In Quito, 2800 Meter über dem Meeresspiegel, erlitten Brasiliens Fußballer am Mittwoch gegen Ecuador ihre erste Niederlage im südamerikanischen Qualifikations-Turnier zur Weltmeisterschaft 2006. Damit gab die "Selecao" die Tabellenführung an den Erzrivalen Argentinien ab, der Venezuela in Buenos Aires mit 3:2 schlug. Die WM-Hoffnungen Perus erhielten durch Bayern Münchens "Shooting-Star" Paolo Guerrero neue Nahrung. Nach der Einwechslung für seinen Teamkollegen Claudio Pizarro erzielte der 20-Jährige in Lima den zweiten Treffer beim 2:1 gegen Chile.

HB RIO DE JANEIRO/QUITO. Nach dem 0:1 in Ecuador sprachen die Brasilianer von einer "wahren Hölle". "Das war unmenschlich.
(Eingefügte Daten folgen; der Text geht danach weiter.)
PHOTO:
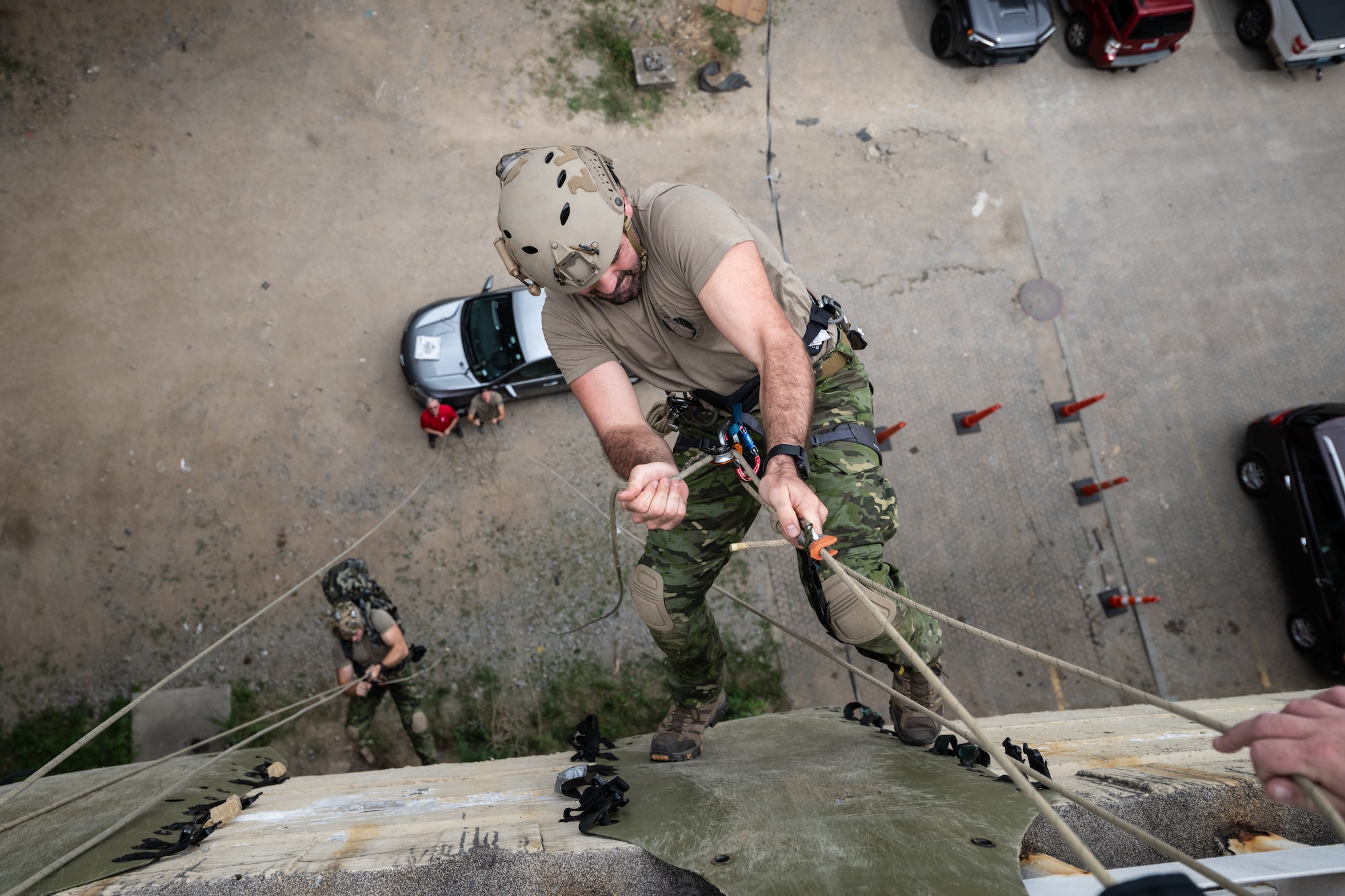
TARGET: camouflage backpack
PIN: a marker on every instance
(350, 581)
Ich konnte zeitweilig kaum atmen, musste in der Halbzeit ans Sauerstoffgerät", klagte Sturmphänomen Ronaldo. Die "Verantwortlichen", so Ronaldo, müssten sich überlegen, ob man Spiele in dieser Höhe nicht verbieten sollte. Brasilianische Journalisten wiesen diese Klagen allerdings als "schwache Ausreden" zurück. "Früher haben wir in Quito immer gewonnen und da gab es die Höhe auch schon", meinte Roberto Assaf vom TV-Sportsender "Sport TV" ironisch.
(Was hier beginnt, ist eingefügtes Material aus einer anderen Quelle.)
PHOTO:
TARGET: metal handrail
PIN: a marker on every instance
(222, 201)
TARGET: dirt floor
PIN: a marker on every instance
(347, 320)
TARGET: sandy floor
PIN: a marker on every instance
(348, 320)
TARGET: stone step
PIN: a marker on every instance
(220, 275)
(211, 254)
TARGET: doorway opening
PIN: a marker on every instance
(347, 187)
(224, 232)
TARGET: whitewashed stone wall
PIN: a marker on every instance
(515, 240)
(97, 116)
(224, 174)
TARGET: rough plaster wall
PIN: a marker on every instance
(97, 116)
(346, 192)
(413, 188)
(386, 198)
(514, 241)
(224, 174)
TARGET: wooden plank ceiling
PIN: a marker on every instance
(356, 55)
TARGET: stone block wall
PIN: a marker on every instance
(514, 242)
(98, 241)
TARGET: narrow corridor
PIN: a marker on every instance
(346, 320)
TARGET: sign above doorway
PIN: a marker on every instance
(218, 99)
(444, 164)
"Die Mannschaft hat einfach schlecht gespielt und vor allem im gegnerischen Strafraum nicht überzeugt", sagte der frühere Weltstar und heutige TV-Kommentator Falcao. Er beruhigte aber die Organisatoren der nächsten WM: "In Deutschland werden wir auf jeden Fall dabei sein."
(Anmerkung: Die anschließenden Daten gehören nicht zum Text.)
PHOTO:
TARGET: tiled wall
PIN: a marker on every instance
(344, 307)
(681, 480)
Nach dem elften von 18 Spieltagen führt Argentinien die Tabelle des Südamerika-Turniers mit 22 Punkten vor Brasilien (20), Ecuador und Paraguay (je 16) an. Paraguay verlor in Montevideo 0:1 gegen Uruguay, das nun mit 14 Zählern den fünften Platz belegt. Dahinter folgen Venezuela, Kolumbien, Chile und Peru (alle 13 Punkte) vor Schlusslicht Bolivien (10).